Back to the notion of what makes a model/framework “new” – Perhaps the answer lies not in the number of components added, but in the idea that underlies the model.
Take the SDoH framework from the WHO — a conceptual umbrella so broad that nearly any factor affecting health can be tucked underneath. It’s undeniably powerful, but also absorbent. Compare that to Andersen’s Behavioural Model of Health Services Use, which focuses on access: predisposing, enabling, and need factors shaping health service utilisation. Both speak to inequities, but they come from different conceptual spaces.
Then contrast those with Link and Phelan’s Fundamental Cause Theory — a framework born from a different philosophical stance altogether, one that resists being easily blended into SDoH. It argues that social conditions are not just one set of determinants among many; they are the persistent, structural roots that reproduce health inequalities even when mechanisms change.

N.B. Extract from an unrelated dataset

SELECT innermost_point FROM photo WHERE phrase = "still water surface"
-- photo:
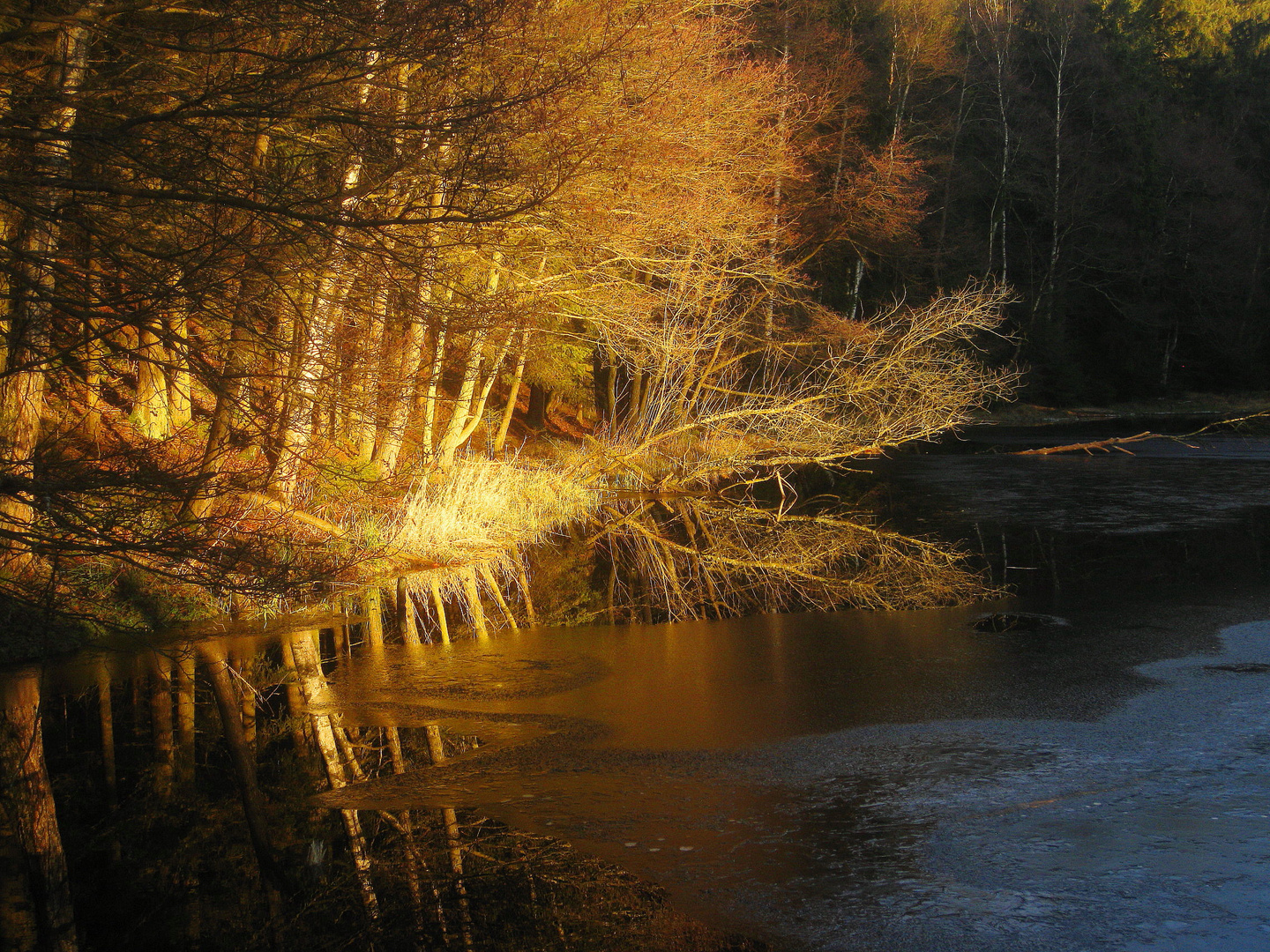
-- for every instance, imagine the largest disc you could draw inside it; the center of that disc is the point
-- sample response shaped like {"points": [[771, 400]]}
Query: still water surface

In this light, the dominance of SDoH in public health science can have a kind of blender effect — pulling diverse frameworks into its orbit and smoothing over the conceptual distinctions that once made them powerful.
Meanwhile, we see a pendulum effect: theory and empirical research swinging apart. On one end, population health frameworks focus on structures and systems; on the other, individual-level behaviour models persist, often divorced from the macro contexts they operate within. Bringing these worlds together — harmonising the individual and the structural — is both intellectually challenging and practically necessary for meaningful intervention evaluation. However, there is this mismatch of spatial and temporal resolution of the effects that are operating at and across these levels. (hmm feels like a bigger idea is brewing…)
And yet, theory is not only a scaffold for model-building. As others in the discussion pointed out, theory should not be reduced to a checklist or a legitimacy badge. Too often, there’s a quiet academic anxiety: if we say we used the SDoH model, have we ticked the equity box? Implementation scientists know this trap well. Theories can clarify, but they can also constrain. We want them to guide, not to rubber-stamp. A truly new theory, perhaps, is one that opens up new lines of enquiry rather than closes them off.
So maybe “newness” isn’t about novelty for its own sake. It’s about conceptual movement: when the underlying logic shifts, when the philosophical footing changes, when we begin to ask different kinds of questions — not just add more boxes to the framework.